Si certains se posaient la question : oui, Randal Kolo Muani (27 ans) joue toujours au football. Prêté dans un Tottenham en perdition, le Bondynois traverse l'exercice comme une ombre. Mais paradoxalement, alors que son efficacité est au point mort, son profil de «couteau suisse» continue de séduire les directions sportives européennes qui voient en lui un attaquant idéal pour densifier une rotation.
Des chiffres en chute libre, une réputation de fer
Le constat statistique en Angleterre est brutal. Avec un seul petit but en 25 apparitions, Kolo Muani affiche le même bilan offensif que des défenseurs comme William Saliba ou Ibrahima Konaté. Pire, le Bleu pointe derrière Malo Gusto et Nordi Mukiele au classement des buteurs français de Premier League. Avec des Spurs malades, son rendement n'a jamais décollé, renforçant l'idée d'un joueur incapable de porter une attaque sur ses épaules quand le vent tourne.
Pourtant, le marché ne l'a pas enterré. Sa réputation survit grâce à son passage réussi à la Juventus en 2025, où il avait claqué 10 buts en 22 matchs. Ce souvenir italien, bien plus flatteur que son calvaire londonien (5 buts en 36 matchs), entretient le mythe d'un joueur dont le talent dépend du contexte. Grand, mobile et polyvalent, le Tricolore ne vend plus le rêve d'un crack mondial, mais celui d'un soldat tactique capable de presser et d'occuper tous les postes de l'attaque.

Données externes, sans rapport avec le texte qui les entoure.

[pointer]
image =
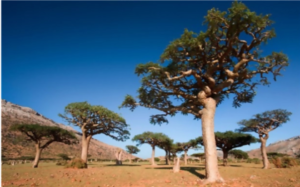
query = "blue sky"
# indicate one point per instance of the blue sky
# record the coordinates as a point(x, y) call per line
point(58, 52)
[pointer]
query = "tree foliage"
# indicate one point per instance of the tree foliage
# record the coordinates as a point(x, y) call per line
point(49, 134)
point(95, 119)
point(132, 149)
point(224, 60)
point(239, 154)
point(265, 122)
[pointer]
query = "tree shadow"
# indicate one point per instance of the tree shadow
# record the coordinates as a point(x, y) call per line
point(192, 170)
point(130, 165)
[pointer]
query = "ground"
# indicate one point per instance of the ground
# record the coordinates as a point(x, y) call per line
point(143, 175)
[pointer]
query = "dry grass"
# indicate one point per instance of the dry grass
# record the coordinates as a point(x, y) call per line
point(143, 175)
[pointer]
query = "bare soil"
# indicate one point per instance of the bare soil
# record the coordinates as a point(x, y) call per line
point(143, 175)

La Juventus pour l'affect, Liverpool pour le cash
La Vieille Dame est la mieux placée pour relancer la machine. Forte de l'adaptation passée du Français en Serie A, la Juventus mise sur l'envie du joueur de retrouver un environnement familier. Sportivement, le mariage fait sens, mais financièrement, le dossier est un casse-tête : les Bianconeri n'ont pas les moyens de racheter cash un joueur payé 95 M€ par le PSG. La négociation portera sur un montage complexe, entre prêt avec option et étalement de paiement, pour un joueur encore lié à Paris jusqu'en 2028.

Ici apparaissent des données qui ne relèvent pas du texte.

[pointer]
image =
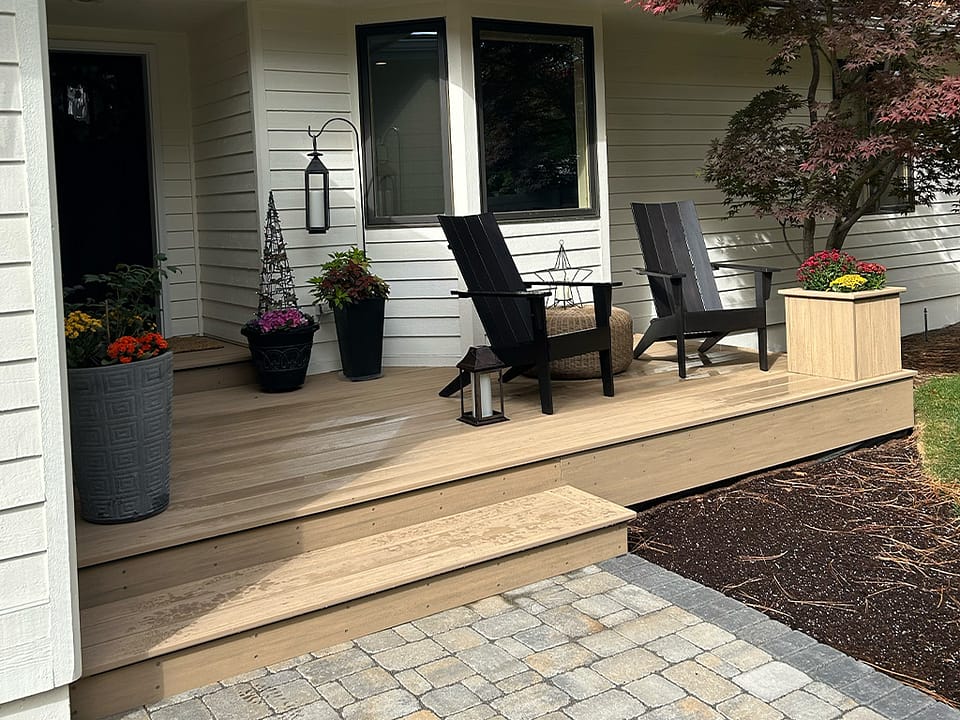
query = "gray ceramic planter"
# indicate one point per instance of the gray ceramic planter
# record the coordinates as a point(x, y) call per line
point(121, 419)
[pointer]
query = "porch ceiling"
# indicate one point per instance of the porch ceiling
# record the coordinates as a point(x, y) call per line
point(158, 15)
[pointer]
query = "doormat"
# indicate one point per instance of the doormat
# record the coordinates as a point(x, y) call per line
point(193, 343)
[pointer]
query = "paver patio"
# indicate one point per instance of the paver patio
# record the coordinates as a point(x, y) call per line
point(620, 640)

À l'inverse, Liverpool possède la puissance de feu nécessaire pour boucler l'affaire rapidement. Si Kolo Muani n'a pas les épaules pour succéder à Mohamed Salah, sa capacité à prendre la profondeur et sa polyvalence rappellent le profil de Luis Diaz. Pour le PSG, l'enjeu est clair : il faut trancher. À deux ans de la fin de son contrat, Paris a une dernière fenêtre pour récupérer une indemnité décente. Un nouveau prêt ressemblerait à du rafistolage, alors qu'une vente définitive permettrait enfin de clore un chapitre coûteux et stérile.